The Complete Guide to Haute Couture

The Complete Guide to Haute Couture

The made-to-order business has a long and storied history well worth knowing for budding collectors of fashion history.
The made-to-order business has a long and storied history well worth knowing for budding collectors of fashion history.

F ew French terms are more universally tossed about – and poorly understood – than “haute couture”. The phrase has become shorthand for expensive fashion but it means so much more. Its richly deep history informs and inspires everything from fast fashion to the ready-to-wear designers of today. The evolution of modern-day fashion and even the term “fashion designer” is intrinsically bound with haute couture. Whether you simply enjoy clothes or hope to become a collector of magnificent pieces, it’s important to understand the nuts and bolts of this rarefied section of the industry.


The History

Franz Xaver Winterhalter, The Empress Eugénie (Eugénie de Montijo, 1826–1920, Condesa de Teba), 1854. Purchase, Mr. and Mrs.
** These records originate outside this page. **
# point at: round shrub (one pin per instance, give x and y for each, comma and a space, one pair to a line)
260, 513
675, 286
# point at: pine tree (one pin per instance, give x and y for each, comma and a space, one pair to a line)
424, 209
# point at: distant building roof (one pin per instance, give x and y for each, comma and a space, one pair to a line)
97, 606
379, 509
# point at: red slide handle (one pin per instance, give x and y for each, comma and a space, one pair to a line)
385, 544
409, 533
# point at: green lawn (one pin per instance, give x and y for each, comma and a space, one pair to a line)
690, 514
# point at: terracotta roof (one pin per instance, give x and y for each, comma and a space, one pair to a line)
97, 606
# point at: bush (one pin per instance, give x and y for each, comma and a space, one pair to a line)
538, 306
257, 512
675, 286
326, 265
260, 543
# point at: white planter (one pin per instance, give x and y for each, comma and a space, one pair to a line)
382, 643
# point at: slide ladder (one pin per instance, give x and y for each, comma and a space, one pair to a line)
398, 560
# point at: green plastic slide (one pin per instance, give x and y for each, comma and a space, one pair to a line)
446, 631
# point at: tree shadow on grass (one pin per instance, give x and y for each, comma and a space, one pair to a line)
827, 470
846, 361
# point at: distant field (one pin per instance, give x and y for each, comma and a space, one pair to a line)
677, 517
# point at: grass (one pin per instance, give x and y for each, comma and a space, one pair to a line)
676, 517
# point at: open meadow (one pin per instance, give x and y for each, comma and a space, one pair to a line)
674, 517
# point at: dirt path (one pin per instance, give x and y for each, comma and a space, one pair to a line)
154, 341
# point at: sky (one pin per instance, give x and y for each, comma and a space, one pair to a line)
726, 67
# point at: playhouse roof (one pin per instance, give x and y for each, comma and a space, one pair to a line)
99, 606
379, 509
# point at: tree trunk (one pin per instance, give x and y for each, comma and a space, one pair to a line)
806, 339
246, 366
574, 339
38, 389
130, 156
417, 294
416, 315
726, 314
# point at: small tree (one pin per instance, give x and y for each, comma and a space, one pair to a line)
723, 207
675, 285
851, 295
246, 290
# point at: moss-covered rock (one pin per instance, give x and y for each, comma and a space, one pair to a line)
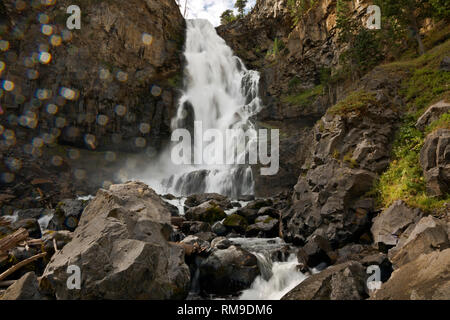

Claus von Bülow Gift, 1978

“Haute couture” (which literally translates to “high dressmaking”) as we know it today first emerged in the 1850s thanks to an English dressmaker named Charles Frederick Worth (1825–1895) who founded his atelier in Paris in 1858. This was far before the advent of mass-produced clothing; off-the-rack as we know it now would not emerge until many decades later. Until Worth coined the term “fashion designer,” most women purchased their clothing from dressmakers or made it themselves at home. Worth’s creations, utilising extravagant trimmings and luxurious fabrics, became extraordinarily popular among Parisians and other European aristocrats, as well as wealthy Americans who would travel to Paris to purchase bespoke creations from the House of Worth. The Empress Eugenie (1826–1920), who was married to Napolean III, was one of the more notable fans of Worth and who made him popular amongst her wealthy set.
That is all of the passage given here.